Il régnait une certaine confusion, jeudi soir, autour du sort de Cesare Battisti au Brésil. Arrêté en soirée par la police fédérale à Embu das Artes, dans l'Etat de Sao Paulo, il a finalement été ramené à son domicile tôt ce matin après une procédure lancée par ses avocats.
Reste que l'écrivain italien et ancien militant d'extrême gauche, condamné par contumace en 1993 à la prison à perpétuité par la justice de son pays pour des meurtres commis dans les années 70 -ou années de "plomb" du terrorisme- est dans l'attente d'une décision sur son expulsion.

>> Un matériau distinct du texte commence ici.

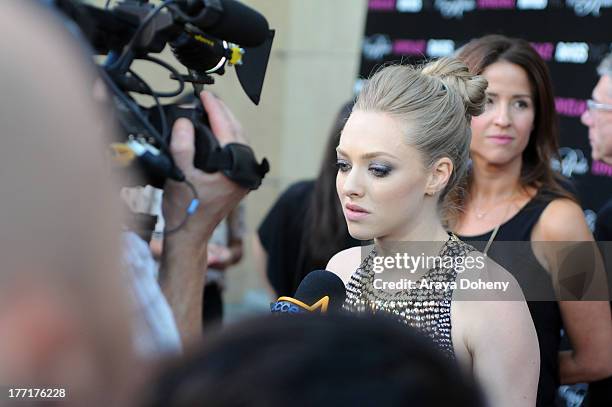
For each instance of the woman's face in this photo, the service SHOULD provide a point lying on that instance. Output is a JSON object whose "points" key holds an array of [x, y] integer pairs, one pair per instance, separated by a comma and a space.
{"points": [[381, 180], [501, 133]]}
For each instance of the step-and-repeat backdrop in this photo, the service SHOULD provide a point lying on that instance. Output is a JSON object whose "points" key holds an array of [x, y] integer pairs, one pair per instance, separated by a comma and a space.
{"points": [[572, 36]]}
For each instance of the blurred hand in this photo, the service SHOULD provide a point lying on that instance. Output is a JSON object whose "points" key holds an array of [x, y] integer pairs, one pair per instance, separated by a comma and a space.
{"points": [[219, 257], [217, 194]]}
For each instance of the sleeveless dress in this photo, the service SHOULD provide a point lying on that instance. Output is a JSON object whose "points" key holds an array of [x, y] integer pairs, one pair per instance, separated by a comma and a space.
{"points": [[426, 309], [535, 282]]}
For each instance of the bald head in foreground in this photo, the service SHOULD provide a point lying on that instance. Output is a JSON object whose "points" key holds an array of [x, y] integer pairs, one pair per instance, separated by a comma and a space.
{"points": [[63, 303]]}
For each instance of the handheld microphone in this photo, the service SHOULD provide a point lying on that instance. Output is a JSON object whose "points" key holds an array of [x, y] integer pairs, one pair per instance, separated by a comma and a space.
{"points": [[322, 289]]}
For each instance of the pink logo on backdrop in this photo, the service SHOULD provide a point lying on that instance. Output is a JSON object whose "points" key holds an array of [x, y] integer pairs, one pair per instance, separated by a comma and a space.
{"points": [[601, 168], [544, 49], [570, 107], [498, 4], [381, 5], [409, 47]]}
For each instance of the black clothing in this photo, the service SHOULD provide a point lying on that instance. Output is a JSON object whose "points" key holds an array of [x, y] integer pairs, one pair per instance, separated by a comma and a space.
{"points": [[212, 306], [535, 282], [600, 392], [603, 227], [282, 236]]}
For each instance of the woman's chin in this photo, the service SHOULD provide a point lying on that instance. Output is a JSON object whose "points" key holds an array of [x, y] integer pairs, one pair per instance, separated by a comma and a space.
{"points": [[360, 233]]}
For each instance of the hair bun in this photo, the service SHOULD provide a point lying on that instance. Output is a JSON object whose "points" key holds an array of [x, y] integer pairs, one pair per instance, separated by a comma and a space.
{"points": [[456, 76]]}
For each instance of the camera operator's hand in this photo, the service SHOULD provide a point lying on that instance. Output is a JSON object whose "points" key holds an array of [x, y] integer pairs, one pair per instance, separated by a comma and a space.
{"points": [[184, 256]]}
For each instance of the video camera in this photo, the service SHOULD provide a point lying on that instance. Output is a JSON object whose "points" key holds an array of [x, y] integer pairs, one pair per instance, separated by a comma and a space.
{"points": [[204, 36]]}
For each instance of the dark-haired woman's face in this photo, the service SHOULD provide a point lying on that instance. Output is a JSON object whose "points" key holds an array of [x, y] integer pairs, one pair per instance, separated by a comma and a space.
{"points": [[502, 132]]}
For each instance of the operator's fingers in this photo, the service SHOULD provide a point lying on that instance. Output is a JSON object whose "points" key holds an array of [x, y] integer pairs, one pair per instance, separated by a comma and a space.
{"points": [[182, 144], [223, 124]]}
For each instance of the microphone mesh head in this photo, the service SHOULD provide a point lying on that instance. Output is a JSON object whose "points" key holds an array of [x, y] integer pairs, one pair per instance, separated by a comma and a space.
{"points": [[319, 283]]}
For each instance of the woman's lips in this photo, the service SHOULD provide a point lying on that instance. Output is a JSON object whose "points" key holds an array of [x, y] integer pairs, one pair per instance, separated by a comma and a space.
{"points": [[500, 139], [354, 212]]}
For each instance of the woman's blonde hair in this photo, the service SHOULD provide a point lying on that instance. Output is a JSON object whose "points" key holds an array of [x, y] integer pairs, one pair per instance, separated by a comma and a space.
{"points": [[436, 102]]}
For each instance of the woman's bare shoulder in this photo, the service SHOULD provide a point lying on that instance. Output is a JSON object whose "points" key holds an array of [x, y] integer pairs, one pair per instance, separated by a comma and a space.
{"points": [[344, 263]]}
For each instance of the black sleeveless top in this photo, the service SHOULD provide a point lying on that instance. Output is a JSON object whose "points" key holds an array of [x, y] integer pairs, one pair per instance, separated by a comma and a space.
{"points": [[512, 250]]}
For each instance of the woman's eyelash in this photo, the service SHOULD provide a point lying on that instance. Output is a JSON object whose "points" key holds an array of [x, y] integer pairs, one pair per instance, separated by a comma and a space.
{"points": [[342, 165], [380, 171]]}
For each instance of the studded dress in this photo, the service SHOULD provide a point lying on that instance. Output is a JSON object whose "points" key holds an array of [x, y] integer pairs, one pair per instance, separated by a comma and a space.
{"points": [[427, 309]]}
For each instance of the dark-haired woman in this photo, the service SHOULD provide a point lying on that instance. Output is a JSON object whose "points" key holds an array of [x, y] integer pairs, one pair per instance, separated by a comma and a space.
{"points": [[513, 195], [306, 226]]}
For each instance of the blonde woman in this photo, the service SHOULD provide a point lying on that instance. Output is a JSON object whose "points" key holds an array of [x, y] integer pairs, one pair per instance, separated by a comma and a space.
{"points": [[403, 150]]}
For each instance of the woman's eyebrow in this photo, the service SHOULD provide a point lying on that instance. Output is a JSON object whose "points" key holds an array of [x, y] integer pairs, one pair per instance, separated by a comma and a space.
{"points": [[368, 155], [518, 95]]}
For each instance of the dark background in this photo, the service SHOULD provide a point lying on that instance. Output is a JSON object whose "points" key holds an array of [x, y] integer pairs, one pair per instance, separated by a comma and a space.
{"points": [[573, 21]]}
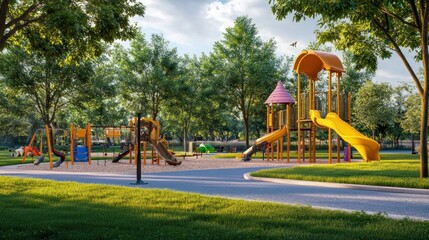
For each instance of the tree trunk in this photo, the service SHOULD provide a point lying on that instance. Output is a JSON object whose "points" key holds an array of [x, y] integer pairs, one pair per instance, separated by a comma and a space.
{"points": [[423, 134], [246, 131], [184, 139]]}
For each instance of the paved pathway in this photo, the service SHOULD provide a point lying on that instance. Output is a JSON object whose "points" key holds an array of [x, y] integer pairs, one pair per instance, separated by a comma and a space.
{"points": [[230, 183]]}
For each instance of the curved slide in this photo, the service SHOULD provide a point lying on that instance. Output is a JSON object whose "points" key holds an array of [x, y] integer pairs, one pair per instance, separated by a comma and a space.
{"points": [[368, 148], [262, 141]]}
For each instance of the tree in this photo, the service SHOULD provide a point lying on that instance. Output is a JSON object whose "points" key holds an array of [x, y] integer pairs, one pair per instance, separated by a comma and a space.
{"points": [[410, 120], [74, 26], [371, 29], [48, 83], [147, 69], [181, 108], [246, 68], [375, 99]]}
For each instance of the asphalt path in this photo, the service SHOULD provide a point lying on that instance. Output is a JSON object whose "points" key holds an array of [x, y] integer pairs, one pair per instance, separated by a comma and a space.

"En situation irrégulière"
Réclamé par l'Italie, il est également aux yeux du Brésil "un étranger en situation irrégulière qui, en tant que criminel condamné dans son pays pour meurtre, n'a pas le droit de rester", avait statué la juge Adverci Mendes de Abreu. Son expulsion avait ainsi été ordonnée le 3 mars dernier, contre l'avis de la Cour suprême, par une juge fédérale.
Sauf que dans la nuit de jeudi à vendredi, après son arrestation, son avocat a obtenu un habeas corpus, une procédure qui énonce la liberté fondamentale de ne pas être emprisonné sans jugement. Il a donc été ramené à son domicile, "libre comme n'importe quel citoyen, et nous allons présenter un recours devant le tribunal régional fédéral" de Brasilia, a expliqué l'avocat.
Cesare pourrait être expulsé non pas en Italie mais au Mexique voire en France, selon la juge qui notait qu'il s'est rendu dans le premier pays après voir fui l'Italie et avant de se réfugier au Brésil en 2004.